Her uncertainty spread to this matter, even as his hands trailed down her body, touching her in ways that screamed wrongness, and yet were so indisputably pleasant. What was so wrong about giving him the gift of her virtue now? She would be his wife within a short time, wouldn't she? She was going to give herself to him eventually, wasn't she? So why not now, here?

She reached up and pushed his haori off his shoulders.

In the dim light of dawn, she walked carefully across the floor boards, hoping not to awaken Kaede. The younger girl awoke anyway, but Kikyo reassured her quietly and left the building. The ache between her thighs and the guilt within her heart would not let her forget what she had done. Such pleasure…such indescribable, delightful, pleasure. Such horrible guilt.

He had not stayed with her, when it was over. He had smiled at her, and she almost thought his eyes were glowing a dim red in the darkness. Surely she had been wrong. He had grinned at her as he dressed. There was no guilt in his eyes. Perhaps, being part dog demon as he was, he already considered her his mate, without the rituals and ceremonies humans needed to bond two humans, and so perhaps he saw nothing wrong with what they had done. He left quickly, but not as if he was running away. There was a certain dismissive air about his manner, as if once he had taken his pleasure and given her hers, he felt no need to stay. That sense of being indifferently dismissed scared her more than anything else.

The Jewel told her that what she had done was wrong. It was tainted by their lust. It would not have been if their desire had been pure. She had spent all of the night and all of her power trying to restore it. Now, she was weak, drained, aching, and fearful. She could only hope the Jewel had enough pure power left to turn InuYasha human.

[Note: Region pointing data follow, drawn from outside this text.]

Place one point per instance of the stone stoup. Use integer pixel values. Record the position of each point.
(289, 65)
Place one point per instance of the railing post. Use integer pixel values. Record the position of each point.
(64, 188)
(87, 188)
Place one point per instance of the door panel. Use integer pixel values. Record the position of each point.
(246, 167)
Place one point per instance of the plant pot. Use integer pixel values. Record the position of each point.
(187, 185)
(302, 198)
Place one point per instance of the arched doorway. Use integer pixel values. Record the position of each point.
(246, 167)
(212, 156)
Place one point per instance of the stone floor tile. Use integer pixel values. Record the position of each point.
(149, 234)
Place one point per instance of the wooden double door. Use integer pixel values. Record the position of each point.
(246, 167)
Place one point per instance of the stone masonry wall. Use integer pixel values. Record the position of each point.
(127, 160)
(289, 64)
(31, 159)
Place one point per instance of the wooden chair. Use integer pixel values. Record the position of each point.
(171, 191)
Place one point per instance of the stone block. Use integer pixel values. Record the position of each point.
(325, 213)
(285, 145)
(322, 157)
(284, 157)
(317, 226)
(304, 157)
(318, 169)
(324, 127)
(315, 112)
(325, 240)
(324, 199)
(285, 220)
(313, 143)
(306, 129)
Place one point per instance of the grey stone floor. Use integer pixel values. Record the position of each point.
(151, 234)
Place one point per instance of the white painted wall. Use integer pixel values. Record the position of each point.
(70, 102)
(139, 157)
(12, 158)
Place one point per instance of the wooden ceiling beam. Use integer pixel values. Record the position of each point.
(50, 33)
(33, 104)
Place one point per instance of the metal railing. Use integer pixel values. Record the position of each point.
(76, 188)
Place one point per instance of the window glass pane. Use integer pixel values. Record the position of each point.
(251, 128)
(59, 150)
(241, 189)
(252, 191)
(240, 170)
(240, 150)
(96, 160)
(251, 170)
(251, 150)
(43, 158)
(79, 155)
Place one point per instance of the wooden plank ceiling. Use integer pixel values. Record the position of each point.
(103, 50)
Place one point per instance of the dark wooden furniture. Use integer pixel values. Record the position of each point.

Then it would not matter that she was weakened, for the Jewel would vanish and she would be free.

She was not particularly surprised that InuYasha was late. Their activities the night before may very well have tired him.

As she stood there, in that field, with her death swiftly approaching, she was already filled with doubt; a doubt that would be confirmed and magnified into a deep, dark monster of hatred and fear within the next moments.

In the last few seconds of InuYasha's life, reaching towards the woman he loved desperately, her arrow deep within his heart, he was overwhelmed by one knowledge; one single, unspeakably terrible revelation. The scent of another was around her, on her, in her.

He died horribly betrayed, yet still loving her.